A DREAM AND A DISASTER: TRIBUTE WORTH PAYING
Full disclosure: I really care about the Titanic story, love maritime history, have met one of the last living survivors of the 1912 disaster, and visited exhibitions about it here and in Halifax, Nova Scotia. The rediscovery of bandmaster Hartley’s violin stirred my depths. I was enraged by the dreadful eezi-pleazey James Cameron film, with its catchpenny inverted snobberies and schlocky Winslet-diCaprio rom-com; not to mention the shameful slur on First Officer Murdoch.
So I approached this one with caution. But within ten minutes was head over heels in love with it, not just because of Maury Yeston’s stirring music and lyrics (this man knows how to use the human power of a chorale). It was also because of a kind of fidelity: to the period’s Edwardian style, musical and visual, to its vaulting ambition and belief in a new world of engineering and opportunity, and to the simple fact that on a sea voyage however firm the class distinctions every individual has a right to hopes and dreams.

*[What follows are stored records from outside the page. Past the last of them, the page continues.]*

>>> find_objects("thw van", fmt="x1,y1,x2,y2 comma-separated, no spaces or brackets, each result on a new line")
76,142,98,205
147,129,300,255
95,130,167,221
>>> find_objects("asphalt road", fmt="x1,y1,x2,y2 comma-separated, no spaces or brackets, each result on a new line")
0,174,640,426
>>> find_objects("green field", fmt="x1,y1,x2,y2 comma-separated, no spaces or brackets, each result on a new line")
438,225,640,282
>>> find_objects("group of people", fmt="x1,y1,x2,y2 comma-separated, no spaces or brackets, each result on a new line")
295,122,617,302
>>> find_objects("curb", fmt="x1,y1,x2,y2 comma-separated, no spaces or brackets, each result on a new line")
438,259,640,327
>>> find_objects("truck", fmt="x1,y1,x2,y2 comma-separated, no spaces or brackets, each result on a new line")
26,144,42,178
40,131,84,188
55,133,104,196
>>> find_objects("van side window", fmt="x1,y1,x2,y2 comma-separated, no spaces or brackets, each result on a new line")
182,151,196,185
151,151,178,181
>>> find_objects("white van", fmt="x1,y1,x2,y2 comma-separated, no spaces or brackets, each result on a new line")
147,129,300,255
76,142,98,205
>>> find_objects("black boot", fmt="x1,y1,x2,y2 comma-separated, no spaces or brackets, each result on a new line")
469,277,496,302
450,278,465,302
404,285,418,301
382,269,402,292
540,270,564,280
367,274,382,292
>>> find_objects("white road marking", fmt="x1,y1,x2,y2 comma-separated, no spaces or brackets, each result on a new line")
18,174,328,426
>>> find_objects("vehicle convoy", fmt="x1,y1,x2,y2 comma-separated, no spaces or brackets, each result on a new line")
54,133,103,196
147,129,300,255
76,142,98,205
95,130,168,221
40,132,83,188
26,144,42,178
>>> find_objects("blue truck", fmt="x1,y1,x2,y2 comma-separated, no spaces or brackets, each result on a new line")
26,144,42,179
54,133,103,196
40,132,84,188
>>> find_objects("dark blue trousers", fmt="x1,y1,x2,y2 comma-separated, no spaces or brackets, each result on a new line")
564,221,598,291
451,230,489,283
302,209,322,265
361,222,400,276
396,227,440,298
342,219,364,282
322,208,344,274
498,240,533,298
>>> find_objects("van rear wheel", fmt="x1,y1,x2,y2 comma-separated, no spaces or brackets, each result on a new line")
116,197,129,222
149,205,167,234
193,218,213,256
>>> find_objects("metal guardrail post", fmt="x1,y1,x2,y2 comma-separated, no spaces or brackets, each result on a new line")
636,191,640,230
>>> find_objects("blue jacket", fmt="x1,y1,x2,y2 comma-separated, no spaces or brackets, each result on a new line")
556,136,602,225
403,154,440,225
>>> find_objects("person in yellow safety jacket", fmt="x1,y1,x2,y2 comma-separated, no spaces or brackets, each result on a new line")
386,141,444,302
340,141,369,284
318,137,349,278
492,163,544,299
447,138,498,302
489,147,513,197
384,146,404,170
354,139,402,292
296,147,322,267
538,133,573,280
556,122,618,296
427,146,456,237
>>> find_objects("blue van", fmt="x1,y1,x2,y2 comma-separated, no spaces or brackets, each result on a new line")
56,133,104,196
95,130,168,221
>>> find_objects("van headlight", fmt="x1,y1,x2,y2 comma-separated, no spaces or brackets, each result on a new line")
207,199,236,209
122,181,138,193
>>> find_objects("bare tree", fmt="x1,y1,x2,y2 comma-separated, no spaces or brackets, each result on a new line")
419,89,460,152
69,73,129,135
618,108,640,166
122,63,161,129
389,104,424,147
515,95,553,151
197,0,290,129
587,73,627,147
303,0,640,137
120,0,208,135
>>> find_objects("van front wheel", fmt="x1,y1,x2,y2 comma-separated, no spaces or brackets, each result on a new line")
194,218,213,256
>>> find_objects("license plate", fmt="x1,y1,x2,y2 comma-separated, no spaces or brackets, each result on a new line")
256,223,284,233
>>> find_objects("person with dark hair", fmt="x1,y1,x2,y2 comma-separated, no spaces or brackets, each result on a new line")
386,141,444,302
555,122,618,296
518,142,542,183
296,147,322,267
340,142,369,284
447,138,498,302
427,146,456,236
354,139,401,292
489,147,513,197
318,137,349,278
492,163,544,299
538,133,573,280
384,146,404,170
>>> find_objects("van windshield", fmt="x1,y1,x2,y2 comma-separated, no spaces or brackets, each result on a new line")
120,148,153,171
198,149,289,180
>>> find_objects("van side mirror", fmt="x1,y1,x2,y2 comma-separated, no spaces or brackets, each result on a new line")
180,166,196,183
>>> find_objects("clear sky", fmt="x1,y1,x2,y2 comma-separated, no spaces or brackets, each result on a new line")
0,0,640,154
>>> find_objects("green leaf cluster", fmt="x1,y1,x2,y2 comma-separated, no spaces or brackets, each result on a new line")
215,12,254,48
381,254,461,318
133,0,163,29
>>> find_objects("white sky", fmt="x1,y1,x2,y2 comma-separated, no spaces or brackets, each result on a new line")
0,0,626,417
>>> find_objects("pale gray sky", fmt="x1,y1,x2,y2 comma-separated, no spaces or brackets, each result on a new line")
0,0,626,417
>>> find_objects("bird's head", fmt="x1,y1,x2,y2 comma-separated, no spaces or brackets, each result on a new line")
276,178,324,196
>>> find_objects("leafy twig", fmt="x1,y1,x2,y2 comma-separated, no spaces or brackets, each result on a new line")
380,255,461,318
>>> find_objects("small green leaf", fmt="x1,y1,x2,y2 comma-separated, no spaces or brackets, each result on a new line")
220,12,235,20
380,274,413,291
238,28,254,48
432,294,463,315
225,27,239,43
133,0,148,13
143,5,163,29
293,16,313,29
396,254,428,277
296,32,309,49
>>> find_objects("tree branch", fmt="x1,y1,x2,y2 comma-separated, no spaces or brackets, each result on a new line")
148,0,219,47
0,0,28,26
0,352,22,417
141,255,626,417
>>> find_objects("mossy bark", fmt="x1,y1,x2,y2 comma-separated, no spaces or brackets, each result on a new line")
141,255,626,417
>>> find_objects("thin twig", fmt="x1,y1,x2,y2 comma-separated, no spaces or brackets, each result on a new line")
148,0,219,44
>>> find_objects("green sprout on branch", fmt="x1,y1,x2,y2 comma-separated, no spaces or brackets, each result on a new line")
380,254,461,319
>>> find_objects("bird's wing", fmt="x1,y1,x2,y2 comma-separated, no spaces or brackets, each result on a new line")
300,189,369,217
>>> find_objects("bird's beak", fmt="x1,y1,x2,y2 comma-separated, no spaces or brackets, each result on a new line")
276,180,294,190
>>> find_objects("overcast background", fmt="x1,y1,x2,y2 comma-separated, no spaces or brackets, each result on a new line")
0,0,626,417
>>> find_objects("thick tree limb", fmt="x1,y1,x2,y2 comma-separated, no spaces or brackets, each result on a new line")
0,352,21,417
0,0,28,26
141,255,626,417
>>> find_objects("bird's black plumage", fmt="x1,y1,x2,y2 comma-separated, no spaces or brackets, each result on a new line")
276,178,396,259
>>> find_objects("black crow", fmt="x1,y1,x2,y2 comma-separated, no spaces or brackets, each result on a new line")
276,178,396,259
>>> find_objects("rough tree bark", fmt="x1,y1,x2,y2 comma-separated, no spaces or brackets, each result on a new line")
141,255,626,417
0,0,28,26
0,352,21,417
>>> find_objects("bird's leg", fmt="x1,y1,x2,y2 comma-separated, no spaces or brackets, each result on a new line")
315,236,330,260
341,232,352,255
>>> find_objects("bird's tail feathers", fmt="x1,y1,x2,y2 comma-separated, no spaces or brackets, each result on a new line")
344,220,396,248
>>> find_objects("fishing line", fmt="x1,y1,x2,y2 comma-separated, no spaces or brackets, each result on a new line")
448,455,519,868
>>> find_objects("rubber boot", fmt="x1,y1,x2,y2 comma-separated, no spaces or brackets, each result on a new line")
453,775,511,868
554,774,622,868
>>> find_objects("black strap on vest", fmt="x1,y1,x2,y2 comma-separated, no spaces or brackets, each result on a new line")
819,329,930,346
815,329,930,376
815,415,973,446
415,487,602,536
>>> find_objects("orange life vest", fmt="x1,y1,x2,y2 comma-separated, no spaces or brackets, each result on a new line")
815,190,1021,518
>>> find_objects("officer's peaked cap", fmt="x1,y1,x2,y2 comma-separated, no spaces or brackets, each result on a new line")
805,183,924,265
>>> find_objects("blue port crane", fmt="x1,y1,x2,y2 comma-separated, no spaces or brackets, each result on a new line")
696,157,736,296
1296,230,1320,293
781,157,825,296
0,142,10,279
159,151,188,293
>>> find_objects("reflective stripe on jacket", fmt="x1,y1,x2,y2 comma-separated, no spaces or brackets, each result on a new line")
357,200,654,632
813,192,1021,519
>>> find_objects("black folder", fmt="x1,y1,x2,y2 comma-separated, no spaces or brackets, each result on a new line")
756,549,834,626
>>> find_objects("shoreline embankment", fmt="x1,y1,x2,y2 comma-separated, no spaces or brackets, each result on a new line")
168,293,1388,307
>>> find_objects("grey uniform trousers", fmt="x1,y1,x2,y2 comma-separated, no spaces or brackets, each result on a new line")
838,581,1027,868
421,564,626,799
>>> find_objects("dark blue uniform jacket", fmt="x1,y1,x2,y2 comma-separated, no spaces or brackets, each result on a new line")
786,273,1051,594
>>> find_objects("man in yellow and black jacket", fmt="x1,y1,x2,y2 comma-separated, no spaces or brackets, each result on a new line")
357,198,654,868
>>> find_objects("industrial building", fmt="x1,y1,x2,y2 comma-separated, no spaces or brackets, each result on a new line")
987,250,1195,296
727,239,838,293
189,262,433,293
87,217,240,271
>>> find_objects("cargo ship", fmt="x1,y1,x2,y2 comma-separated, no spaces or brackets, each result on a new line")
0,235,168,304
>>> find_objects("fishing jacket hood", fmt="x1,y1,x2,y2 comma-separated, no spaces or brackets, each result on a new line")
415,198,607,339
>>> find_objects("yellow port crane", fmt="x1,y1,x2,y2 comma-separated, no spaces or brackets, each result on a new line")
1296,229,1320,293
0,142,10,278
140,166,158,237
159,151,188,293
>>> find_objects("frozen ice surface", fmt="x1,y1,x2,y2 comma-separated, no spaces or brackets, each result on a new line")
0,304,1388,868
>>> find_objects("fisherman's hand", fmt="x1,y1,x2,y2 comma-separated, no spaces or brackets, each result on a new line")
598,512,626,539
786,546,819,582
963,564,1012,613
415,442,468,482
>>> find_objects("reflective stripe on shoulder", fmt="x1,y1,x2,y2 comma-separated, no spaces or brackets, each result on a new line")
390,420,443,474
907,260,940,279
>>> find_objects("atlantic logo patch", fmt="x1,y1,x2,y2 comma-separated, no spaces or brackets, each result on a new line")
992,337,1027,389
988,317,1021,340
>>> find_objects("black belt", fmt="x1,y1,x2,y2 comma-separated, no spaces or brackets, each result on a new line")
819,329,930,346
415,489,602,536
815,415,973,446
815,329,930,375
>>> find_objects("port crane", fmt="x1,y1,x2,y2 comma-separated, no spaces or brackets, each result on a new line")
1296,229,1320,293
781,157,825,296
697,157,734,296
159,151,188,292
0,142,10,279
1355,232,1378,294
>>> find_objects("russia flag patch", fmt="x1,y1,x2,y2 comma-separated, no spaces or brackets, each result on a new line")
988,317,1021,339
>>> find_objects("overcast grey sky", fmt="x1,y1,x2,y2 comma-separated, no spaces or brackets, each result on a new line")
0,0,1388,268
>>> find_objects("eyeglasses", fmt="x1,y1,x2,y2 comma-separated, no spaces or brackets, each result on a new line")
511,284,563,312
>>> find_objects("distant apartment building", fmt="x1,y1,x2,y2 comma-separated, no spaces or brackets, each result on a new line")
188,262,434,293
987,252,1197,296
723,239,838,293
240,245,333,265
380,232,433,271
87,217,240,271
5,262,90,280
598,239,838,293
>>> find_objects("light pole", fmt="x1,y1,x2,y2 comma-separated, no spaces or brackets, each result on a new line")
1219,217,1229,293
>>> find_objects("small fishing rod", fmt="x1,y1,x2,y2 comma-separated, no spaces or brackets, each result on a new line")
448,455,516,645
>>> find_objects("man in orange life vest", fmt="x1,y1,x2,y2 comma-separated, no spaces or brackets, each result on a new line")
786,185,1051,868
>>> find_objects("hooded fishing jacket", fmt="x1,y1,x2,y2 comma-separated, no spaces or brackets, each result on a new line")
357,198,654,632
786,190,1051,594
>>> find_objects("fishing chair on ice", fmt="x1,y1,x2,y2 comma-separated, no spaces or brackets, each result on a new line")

In a damp sparse midweek matinee (a tricky time at home, one leaps at chances) it blew me away. A bit embarrassing, that, since now two days running two modest new musicals have dazzled me into multiple mice: but after all Yeston’s score and Peter Stone’s book won a hatful of Tonys in the US and great plaudits here three years ago. So it isn’t just me. That director Thom Southerland (who just scored again at Southwark with Grey Gardens) should have brought it home to this cosy spot under Charing Cross station is something to rejoice at: though it seems a pity that a more prestigious theatre didn’t fight for it.
Because it is, I tell you, rather wonderful. Honestly. Go see it. Some very good price tickets.
Yeston says that it was the idea of dreams and ambitions that drove him, and it certainly drives the tremendous opening: David Woodhead’s set of decks, rails and moving companionway is neatly echoed by the little theatre’s balcony rails and retro lampshades, and the company of twenty swarm onto the ship, excitement mounting. Glee and pride and astonishment and thrill shake the house, from the scuttling stewards loading 1100lb of marmalade and countless potatoes to the sixty-shilling Irish girls in third class running away to a better life, the aspirational second-class Alice (Claire Machin) determined to stand next to an Astor or Guggenheim if it kills her, the first-class passengers who are also given their humanity, and the labouring stokers in the engine-room.
The use of big, joyful choruses is tremendous throughout – though individual arias stand out too, notably Matthew Crowe as the nerdy, snooty wireless operator warming into benevolence at the marvel of his dee-dada -dit trade, Alice’s dream of ambition, and several moments of marvellous macho belting from the strong men at the heart of the crisis. Philip Rham is the Captain, Sion Lloyd designer Andrews from the Harland and Wolf shipyard, and the nearest thing to a villain on board is Bruce Ismay (David Bardsley) from the White Star Line.
For under the glee and the exposure – neatly indicated – of private dreams and circumstances among the passengers, musically and verbally throbs always the approaching doom, the reward of hubris. Ismay was determined it should be a six-day ship on the transatlantic route (“even the Krauts can do it”) and urged high speeds and the short, icebound northern route. The others uneasy concern joins icy mist swirling around the bridge, human preoccupations swirling below on a calm moonless final night, the music swelling every few minutes into a great chorus of hope we know is hopeless. We strike the iceberg at the end of the longer first half: the rest is a dramatic foundering, and finally a decently quiet memorial to the 1503 who died, with a sheet of names and the memories of real survivors. Stirring, decent, strong.